OX40 is not expressed on the inactive T cells. Upon T cell receptor involvement, OX40 is transiently expressed in CD4+ T cells and CD8+ T cells to promote proliferation and survival of effector cytokine, and prevent tolerance of T cell. In addition, OX40 plays an important role in the formation of memory T cells. OX40 is highly expressed in effector and memory T cells as well as regulatory T cells (Tregs). In addition, activation of the OX40 signaling pathway can inhibit the production and secretion of immunosuppressive cytokines. Inhibition of these immunosuppressive signals can significantly enhance anti-tumor immune responses, particularly in the tumor microenvironment.

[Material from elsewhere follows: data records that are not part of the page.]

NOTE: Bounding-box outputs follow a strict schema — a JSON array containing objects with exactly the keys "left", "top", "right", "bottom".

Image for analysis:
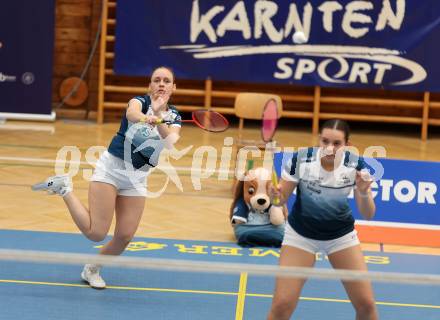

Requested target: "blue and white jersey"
[
  {"left": 231, "top": 198, "right": 271, "bottom": 225},
  {"left": 108, "top": 95, "right": 182, "bottom": 169},
  {"left": 282, "top": 148, "right": 366, "bottom": 240}
]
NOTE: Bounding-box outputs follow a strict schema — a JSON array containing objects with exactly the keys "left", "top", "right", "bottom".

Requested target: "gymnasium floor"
[
  {"left": 0, "top": 230, "right": 440, "bottom": 320},
  {"left": 0, "top": 121, "right": 440, "bottom": 320}
]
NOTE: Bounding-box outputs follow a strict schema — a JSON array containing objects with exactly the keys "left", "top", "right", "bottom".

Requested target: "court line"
[
  {"left": 235, "top": 272, "right": 248, "bottom": 320},
  {"left": 0, "top": 279, "right": 440, "bottom": 309},
  {"left": 0, "top": 279, "right": 238, "bottom": 296},
  {"left": 0, "top": 156, "right": 235, "bottom": 175}
]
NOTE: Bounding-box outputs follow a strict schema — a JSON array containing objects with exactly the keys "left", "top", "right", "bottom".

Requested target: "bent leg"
[
  {"left": 63, "top": 181, "right": 117, "bottom": 241},
  {"left": 100, "top": 196, "right": 145, "bottom": 255},
  {"left": 328, "top": 245, "right": 379, "bottom": 320}
]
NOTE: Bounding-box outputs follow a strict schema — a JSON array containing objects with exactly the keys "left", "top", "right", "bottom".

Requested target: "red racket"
[
  {"left": 261, "top": 99, "right": 280, "bottom": 205},
  {"left": 157, "top": 109, "right": 229, "bottom": 132}
]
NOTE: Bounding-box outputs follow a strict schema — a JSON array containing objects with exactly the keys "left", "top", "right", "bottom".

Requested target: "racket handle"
[{"left": 272, "top": 170, "right": 280, "bottom": 205}]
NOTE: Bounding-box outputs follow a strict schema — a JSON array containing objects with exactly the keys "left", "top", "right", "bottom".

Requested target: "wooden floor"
[{"left": 0, "top": 121, "right": 440, "bottom": 254}]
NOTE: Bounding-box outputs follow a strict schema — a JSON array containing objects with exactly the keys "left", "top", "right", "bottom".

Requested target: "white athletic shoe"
[
  {"left": 81, "top": 264, "right": 105, "bottom": 289},
  {"left": 32, "top": 174, "right": 73, "bottom": 197}
]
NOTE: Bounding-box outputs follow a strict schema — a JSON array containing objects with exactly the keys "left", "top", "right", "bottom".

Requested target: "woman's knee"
[
  {"left": 86, "top": 230, "right": 107, "bottom": 242},
  {"left": 354, "top": 299, "right": 377, "bottom": 315},
  {"left": 271, "top": 299, "right": 296, "bottom": 319}
]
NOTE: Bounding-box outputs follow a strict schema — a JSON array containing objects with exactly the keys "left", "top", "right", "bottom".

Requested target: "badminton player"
[
  {"left": 34, "top": 67, "right": 181, "bottom": 289},
  {"left": 268, "top": 120, "right": 378, "bottom": 320}
]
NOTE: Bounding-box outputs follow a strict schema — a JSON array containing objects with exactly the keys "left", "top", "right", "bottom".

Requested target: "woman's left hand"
[{"left": 356, "top": 170, "right": 373, "bottom": 193}]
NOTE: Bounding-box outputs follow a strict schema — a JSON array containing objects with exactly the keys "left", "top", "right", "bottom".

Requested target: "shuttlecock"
[{"left": 293, "top": 31, "right": 307, "bottom": 44}]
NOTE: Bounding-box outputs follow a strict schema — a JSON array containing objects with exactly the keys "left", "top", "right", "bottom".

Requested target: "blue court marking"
[{"left": 0, "top": 230, "right": 440, "bottom": 320}]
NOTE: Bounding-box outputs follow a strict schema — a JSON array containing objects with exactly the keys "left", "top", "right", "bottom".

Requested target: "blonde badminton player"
[
  {"left": 268, "top": 120, "right": 378, "bottom": 320},
  {"left": 33, "top": 67, "right": 181, "bottom": 289}
]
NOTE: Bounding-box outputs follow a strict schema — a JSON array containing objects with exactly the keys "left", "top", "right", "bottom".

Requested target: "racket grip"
[{"left": 272, "top": 170, "right": 280, "bottom": 205}]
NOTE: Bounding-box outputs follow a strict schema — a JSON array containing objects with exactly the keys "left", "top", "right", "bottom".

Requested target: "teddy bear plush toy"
[{"left": 229, "top": 167, "right": 287, "bottom": 247}]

YH002 is a recombinant human IgG1 antibody against the human OX40 receptor (TNFRSF4). Nonclinical studies have demonstrated the specificity and anti-tumor effect of YH002. YH002 has excellent immune activation and good safety for its unique antigen-binding epitope as demonstrated in PK and toxicology studies in cynomolgus monkeys. In addition, YH002 can reverse the immunosuppressive effect of intratumoral regulatory T cells (Treg cells), including directly inhibiting Tregs activation and mediating ADCC-dependent cell clearance, to further amplify the T cell activation effect for treatment of multiple tumors. YH002 demonstrated excellent in vivo efficacy as well as great potential for co-medication in the Biocytogen OX40 humanized mouse pharmacodynamic animal model.


Clinical Study for OX40

In June 2020, the first patient screening was completed for Phase I clinical study of YH002 in Australia.